Ambien. No doubt about it.
What happened to the watermelon?
You fucked it.
Just saw a girl leaving CVS on her bike with a case of beer. She tried to ride one handed with the case under her other arm and fell over off the sidewalk. I'm glad to see someone else's life is a bigger joke than mine.
thanks for stopping by when you did. making a meatball quesadilla while high was a bad choice
I found him in the livingroom trying to soak up broken glass with the clock from the kitchen.
I feel like I just walked the hall of shame thru the marriott. Everyone stared.
I think it was the shoes and limping. Not the sex. I could b wrong.
Just re-gained consciousness in the freshman girls dorm. Normally this would be awesome but I'm on the floor surrounded by chicks doing their homework. This makes me uncomfortable but I don't think they know I'm awake yet. If I b-line for the door can you come get me?
He said he only likes girls with a sense of humor, after he took his pants off I understood why
He got cut off by the bartender. So he kept buying people drinks of they would i get him a drink. Before you know it him and 8 people were outside the bat trying to get people. To by them drinks
God fucking bless the man who invented the vibrator.
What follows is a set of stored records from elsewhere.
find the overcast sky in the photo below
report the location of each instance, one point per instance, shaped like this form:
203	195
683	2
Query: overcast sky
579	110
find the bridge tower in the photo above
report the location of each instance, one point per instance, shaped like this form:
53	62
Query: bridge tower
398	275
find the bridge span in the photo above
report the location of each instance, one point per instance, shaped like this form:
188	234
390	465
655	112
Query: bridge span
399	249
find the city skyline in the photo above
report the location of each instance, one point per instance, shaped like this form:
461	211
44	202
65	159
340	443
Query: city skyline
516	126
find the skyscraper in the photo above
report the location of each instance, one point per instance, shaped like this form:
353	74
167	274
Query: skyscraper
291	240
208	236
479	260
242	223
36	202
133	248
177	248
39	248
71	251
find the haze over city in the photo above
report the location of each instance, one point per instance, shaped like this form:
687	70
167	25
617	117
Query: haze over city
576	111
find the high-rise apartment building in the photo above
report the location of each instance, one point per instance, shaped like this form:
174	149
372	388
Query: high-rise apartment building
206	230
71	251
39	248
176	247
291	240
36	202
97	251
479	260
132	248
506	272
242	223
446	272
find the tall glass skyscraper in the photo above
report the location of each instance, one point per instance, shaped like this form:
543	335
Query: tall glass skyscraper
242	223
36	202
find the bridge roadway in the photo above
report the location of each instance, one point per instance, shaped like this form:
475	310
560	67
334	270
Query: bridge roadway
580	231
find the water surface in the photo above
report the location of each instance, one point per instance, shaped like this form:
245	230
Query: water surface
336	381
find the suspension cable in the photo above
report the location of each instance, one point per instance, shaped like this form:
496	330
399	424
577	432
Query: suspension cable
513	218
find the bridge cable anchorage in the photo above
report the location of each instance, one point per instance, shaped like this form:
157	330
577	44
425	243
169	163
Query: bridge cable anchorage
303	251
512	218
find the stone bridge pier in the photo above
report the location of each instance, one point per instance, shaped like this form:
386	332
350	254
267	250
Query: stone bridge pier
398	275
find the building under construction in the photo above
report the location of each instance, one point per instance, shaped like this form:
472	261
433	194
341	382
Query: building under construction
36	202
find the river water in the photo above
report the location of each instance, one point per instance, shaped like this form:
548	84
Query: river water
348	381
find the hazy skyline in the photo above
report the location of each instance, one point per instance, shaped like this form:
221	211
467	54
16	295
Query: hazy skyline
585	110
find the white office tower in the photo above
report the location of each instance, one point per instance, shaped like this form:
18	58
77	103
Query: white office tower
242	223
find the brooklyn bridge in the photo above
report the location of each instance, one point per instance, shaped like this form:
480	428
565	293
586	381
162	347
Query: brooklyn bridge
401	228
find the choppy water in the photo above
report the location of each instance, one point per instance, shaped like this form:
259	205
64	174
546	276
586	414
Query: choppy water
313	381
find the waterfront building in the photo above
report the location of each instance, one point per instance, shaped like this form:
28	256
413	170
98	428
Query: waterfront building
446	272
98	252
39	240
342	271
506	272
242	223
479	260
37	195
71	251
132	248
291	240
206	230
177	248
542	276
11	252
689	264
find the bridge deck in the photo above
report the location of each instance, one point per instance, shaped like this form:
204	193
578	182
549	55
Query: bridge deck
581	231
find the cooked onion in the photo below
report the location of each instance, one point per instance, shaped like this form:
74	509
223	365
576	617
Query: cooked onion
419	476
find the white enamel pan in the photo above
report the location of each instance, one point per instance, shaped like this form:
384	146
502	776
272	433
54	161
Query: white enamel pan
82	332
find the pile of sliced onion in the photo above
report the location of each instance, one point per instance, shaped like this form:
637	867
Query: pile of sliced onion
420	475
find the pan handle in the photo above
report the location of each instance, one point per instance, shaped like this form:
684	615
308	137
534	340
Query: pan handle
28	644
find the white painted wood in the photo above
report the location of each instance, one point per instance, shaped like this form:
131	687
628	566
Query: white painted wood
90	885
Bless him and all his descendants. I think I saw the face of God tonight
My dad just accidentally taught me how to make fake IDs. I love my life.
Idk I've been drinking all day and they're having me blow shit up. Like dont let the drunk chick play with fire and explosives. Common sense 101. I will fuck something up
You called me into the kitchen so you could show me that you were peeing in the kitchen sink and then told me to leave bc you couldn't do it with me watching
Totally just made a post sex emergency cupcake run. My life is awesome.
You proposed a left ass cheek firmness contest and got a surprising number of contestants. Then you ruined it by groping someone who wasn't playing and awarding them first place.